Scheduled tasks always run in Allow All mode — filesystem access and shell commands are auto-approved.
How Modes Differ
| Action | Ask Me | Allow All |
|---|---|---|
| File reads | Auto-approved (via scope matching) | Auto-approved |
| File writes | Always prompts | Auto-approved (via scope matching) |
Safe shell commands (ls, cat, grep, git status) | Auto-approved | Auto-approved |
| Other shell commands | Prompts | Auto-approved |
| New directory scope | Prompts | Auto-approved |
| Loop continuation | Prompts | AI self-check (Mercury Autopilot) |
"Always" Response
When prompted in Ask Me mode, choosing "Always" (or pressing A) flips to auto-approve for the rest of the session — equivalent to switching to Allow All mode.
Shell Command Tiers
1. Blocked (never executed)
Commands like sudo, rm -rf /, mkfs are never executed regardless of mode.
2. Safe Read Commands (auto-approved in any mode)

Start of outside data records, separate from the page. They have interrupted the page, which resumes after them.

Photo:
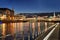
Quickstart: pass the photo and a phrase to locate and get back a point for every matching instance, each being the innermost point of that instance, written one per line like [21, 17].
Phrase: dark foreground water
[26, 34]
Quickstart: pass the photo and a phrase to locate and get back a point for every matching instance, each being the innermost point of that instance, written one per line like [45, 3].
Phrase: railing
[23, 31]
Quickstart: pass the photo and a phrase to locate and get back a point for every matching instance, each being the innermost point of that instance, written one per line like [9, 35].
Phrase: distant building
[19, 17]
[6, 13]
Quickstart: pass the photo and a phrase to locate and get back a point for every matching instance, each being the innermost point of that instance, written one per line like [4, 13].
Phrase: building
[6, 13]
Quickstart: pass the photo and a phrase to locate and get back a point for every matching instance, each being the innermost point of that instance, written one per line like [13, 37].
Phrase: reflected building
[6, 14]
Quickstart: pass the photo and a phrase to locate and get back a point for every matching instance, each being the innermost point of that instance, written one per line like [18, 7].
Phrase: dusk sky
[23, 6]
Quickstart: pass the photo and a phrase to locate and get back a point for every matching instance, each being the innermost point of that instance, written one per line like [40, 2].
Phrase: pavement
[53, 36]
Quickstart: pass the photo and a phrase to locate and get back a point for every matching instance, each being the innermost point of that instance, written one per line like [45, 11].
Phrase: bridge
[48, 33]
[32, 19]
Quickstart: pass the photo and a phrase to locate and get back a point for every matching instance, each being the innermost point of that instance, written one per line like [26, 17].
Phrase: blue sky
[23, 6]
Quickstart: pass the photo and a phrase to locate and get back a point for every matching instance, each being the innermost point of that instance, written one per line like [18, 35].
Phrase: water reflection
[21, 30]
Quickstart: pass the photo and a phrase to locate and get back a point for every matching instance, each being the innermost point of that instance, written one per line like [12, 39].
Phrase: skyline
[27, 6]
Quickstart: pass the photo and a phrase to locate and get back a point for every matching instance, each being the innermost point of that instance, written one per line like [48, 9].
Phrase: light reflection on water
[20, 30]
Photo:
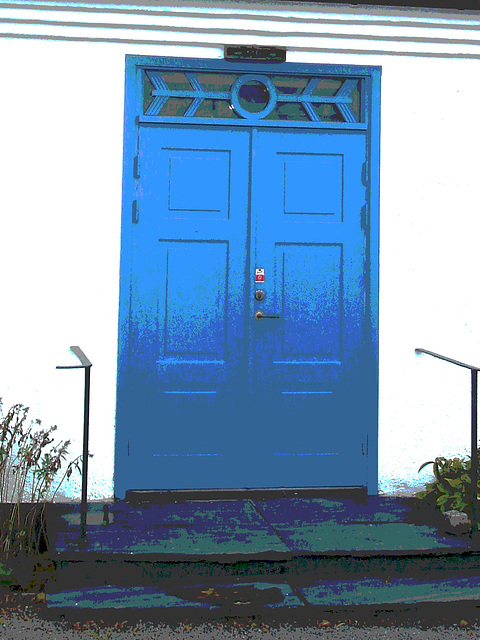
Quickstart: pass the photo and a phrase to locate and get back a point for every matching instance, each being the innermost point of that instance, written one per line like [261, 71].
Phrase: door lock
[259, 315]
[259, 294]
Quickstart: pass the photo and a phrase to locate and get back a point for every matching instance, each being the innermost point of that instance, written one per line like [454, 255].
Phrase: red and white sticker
[259, 275]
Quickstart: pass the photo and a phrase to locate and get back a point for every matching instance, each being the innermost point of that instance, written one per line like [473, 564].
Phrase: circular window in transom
[253, 96]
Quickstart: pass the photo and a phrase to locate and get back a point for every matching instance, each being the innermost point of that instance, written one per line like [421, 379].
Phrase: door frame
[370, 98]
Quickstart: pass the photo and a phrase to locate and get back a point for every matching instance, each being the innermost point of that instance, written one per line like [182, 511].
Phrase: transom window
[251, 97]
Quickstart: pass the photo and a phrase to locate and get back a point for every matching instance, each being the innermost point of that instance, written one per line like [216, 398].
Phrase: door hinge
[365, 176]
[136, 168]
[365, 217]
[365, 447]
[135, 212]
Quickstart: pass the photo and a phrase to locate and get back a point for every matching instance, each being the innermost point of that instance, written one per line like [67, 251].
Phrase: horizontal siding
[377, 32]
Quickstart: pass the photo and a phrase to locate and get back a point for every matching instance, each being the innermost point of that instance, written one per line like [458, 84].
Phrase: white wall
[61, 130]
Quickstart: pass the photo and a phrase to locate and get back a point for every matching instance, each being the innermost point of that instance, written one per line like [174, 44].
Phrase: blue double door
[233, 222]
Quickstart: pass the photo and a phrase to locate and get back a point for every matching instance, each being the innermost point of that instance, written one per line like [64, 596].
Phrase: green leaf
[425, 464]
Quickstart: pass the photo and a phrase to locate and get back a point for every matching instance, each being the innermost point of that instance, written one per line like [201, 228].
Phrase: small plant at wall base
[29, 466]
[451, 488]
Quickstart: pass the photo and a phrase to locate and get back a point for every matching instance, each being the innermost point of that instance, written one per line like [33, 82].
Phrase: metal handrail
[84, 364]
[474, 433]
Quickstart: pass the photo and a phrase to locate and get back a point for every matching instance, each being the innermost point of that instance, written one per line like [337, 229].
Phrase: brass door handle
[259, 315]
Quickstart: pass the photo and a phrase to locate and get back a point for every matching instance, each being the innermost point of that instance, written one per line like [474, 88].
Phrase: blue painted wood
[187, 323]
[209, 397]
[307, 196]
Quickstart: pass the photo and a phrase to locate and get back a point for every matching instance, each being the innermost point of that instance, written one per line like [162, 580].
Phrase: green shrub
[451, 488]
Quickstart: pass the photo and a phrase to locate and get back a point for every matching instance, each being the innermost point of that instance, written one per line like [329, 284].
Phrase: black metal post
[86, 418]
[474, 456]
[85, 364]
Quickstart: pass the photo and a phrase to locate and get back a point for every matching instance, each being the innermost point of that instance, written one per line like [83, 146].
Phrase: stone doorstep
[246, 597]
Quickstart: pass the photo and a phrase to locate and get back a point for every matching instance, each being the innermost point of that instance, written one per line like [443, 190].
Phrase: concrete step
[254, 597]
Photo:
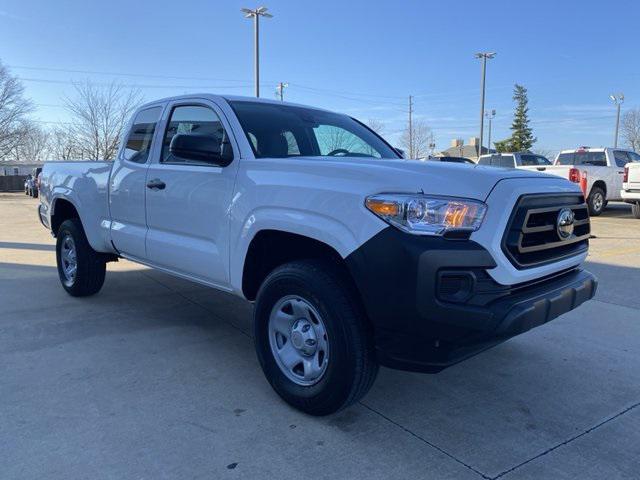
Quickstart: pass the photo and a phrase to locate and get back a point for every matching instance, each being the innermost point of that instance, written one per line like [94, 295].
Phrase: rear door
[127, 184]
[595, 164]
[619, 160]
[634, 171]
[187, 201]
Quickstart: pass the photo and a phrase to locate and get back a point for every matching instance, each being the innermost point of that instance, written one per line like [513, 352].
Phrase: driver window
[192, 120]
[334, 140]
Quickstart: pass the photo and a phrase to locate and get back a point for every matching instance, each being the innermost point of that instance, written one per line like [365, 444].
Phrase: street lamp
[256, 14]
[618, 99]
[280, 90]
[484, 56]
[490, 115]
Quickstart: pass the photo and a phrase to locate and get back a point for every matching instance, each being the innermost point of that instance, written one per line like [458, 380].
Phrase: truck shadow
[492, 411]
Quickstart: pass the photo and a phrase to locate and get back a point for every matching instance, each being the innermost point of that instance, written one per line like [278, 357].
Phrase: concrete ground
[156, 378]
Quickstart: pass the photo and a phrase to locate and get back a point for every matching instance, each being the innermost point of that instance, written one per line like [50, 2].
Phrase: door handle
[156, 184]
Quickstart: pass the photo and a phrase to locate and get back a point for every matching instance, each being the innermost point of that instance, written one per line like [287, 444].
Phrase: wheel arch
[62, 209]
[270, 248]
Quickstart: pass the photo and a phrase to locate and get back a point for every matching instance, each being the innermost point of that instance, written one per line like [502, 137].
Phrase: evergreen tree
[522, 138]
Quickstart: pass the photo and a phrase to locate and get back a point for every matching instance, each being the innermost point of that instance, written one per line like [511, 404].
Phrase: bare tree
[14, 108]
[98, 118]
[33, 145]
[417, 142]
[376, 125]
[548, 154]
[631, 128]
[63, 145]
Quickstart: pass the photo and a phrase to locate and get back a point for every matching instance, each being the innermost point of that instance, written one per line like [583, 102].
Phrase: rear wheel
[81, 269]
[596, 201]
[312, 338]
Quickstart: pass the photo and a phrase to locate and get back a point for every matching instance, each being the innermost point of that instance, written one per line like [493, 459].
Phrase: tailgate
[633, 181]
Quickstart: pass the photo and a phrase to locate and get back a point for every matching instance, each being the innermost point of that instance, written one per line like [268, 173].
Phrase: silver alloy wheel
[598, 201]
[68, 260]
[298, 340]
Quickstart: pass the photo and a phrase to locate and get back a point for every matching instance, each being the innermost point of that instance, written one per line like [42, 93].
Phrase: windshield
[279, 131]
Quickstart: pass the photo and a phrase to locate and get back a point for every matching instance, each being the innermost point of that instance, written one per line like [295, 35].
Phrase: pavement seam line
[199, 305]
[566, 442]
[424, 440]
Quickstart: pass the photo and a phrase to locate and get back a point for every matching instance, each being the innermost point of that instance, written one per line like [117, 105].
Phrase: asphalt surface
[156, 378]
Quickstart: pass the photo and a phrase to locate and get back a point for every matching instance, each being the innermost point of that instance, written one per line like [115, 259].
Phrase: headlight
[427, 215]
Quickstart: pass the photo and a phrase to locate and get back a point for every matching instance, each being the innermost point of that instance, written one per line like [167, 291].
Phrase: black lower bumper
[420, 325]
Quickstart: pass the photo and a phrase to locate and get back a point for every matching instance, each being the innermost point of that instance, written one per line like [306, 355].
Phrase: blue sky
[362, 58]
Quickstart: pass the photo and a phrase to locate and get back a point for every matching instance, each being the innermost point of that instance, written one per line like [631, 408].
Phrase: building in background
[18, 168]
[459, 149]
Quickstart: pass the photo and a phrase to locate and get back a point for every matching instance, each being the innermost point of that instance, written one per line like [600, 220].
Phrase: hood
[412, 176]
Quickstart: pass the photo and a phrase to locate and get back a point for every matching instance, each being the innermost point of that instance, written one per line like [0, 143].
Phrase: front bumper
[418, 328]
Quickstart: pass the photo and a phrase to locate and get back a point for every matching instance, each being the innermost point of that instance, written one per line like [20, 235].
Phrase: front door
[127, 189]
[187, 201]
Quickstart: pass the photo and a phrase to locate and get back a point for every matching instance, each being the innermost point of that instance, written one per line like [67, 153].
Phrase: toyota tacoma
[353, 256]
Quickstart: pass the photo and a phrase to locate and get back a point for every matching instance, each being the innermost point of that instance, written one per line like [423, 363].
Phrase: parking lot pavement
[156, 378]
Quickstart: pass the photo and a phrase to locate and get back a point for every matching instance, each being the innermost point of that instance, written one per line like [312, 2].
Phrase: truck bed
[85, 184]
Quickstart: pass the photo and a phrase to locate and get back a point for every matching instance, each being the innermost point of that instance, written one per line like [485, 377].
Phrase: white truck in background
[630, 192]
[522, 160]
[598, 171]
[353, 256]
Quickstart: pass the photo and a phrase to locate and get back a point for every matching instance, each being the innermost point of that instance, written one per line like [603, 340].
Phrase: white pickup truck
[630, 192]
[353, 256]
[598, 171]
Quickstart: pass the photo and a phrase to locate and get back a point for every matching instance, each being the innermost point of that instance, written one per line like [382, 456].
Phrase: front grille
[532, 239]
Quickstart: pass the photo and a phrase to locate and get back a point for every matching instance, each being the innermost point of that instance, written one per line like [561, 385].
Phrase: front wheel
[312, 338]
[596, 201]
[81, 269]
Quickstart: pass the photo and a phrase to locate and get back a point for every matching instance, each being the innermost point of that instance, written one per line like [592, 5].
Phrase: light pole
[256, 14]
[280, 90]
[484, 56]
[618, 99]
[490, 115]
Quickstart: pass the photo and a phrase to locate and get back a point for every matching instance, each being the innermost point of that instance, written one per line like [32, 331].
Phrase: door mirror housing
[201, 148]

Mercury maintains a whitelist of safe read-only commands that never require approval:
ls, cat, head, tail, grep, rg, find, wc, file, stat, which, echo, pwd, env, printenv, date, whoami, hostname, uname, git status, git diff, git log, git branch, git show, git remote, node --version, npm list, npx tsc --noEmit, and similar read-only operations.
3. Everything Else
- Ask Me mode: Prompts for approval. Approval options: Yes / No / Always.
- Allow All mode: Auto-approved (except blocked commands).
Edit ~/.mercury/permissions.yaml to customize blocked and auto-approved command patterns. Skill elevation: skills with allowed-tools in their SKILL.md get automatic approval for those tools during execution.
File System Scopes
Mercury uses directory scopes to control file access. When the agent tries to access files in a new directory:
- Ask Me mode: Prompts for scope approval (reads and writes)
- Allow All mode: Auto-approves scope access
Approved scopes persist for the session. The current working directory is always in scope.
Mercury Autopilot (Loop Detection)
Mercury includes an intelligent loop detection system called Mercury Autopilot that prevents the agent from getting stuck in repetitive tool call patterns.
How It Works
Instead of simply counting repeated tool calls, Autopilot analyzes:
- Parameter diversity — Are the arguments changing between calls, or is it calling the same thing over and over?
- Success rate — Are the calls succeeding or failing repeatedly?
This produces a verdict:
| Verdict | Criteria | Action |
|---|---|---|
| Productive | Diversity ≥ 60%, success ≥ 70% | Continue without interruption |
| Suspicious | Between productive and stuck | Monitor (Allow All: AI self-check, Ask Me: prompt user) |
| Stuck | Low diversity and/or low success | Stop the current execution path |
AI Self-Check (Allow All Mode)
In Allow All mode, when Autopilot detects suspicious patterns, it asks the AI model itself to evaluate whether it's making progress. The AI sees its recent tool calls and decides whether to continue or stop. This runs up to 3 times before Autopilot forces a stop.
User Prompt (Ask Me Mode)
In Ask Me mode, suspicious patterns trigger a user prompt asking whether to continue. On Telegram, this appears as an inline keyboard with Continue / Stop buttons.
Hard Limits
Regardless of mode, Mercury enforces absolute limits:
| Limit | Value | Description |
|---|---|---|
| Max steps per task | 25 | Normal tool call limit |
| Absolute max | 75 | Hard ceiling (never exceeded) |
| Failed absolute max | 20 | Max steps if all are failing |
| Max self-checks | 3 | AI self-check attempts before forced stop |
All Autopilot messages are branded with ☿ Mercury Autopilot for easy identification.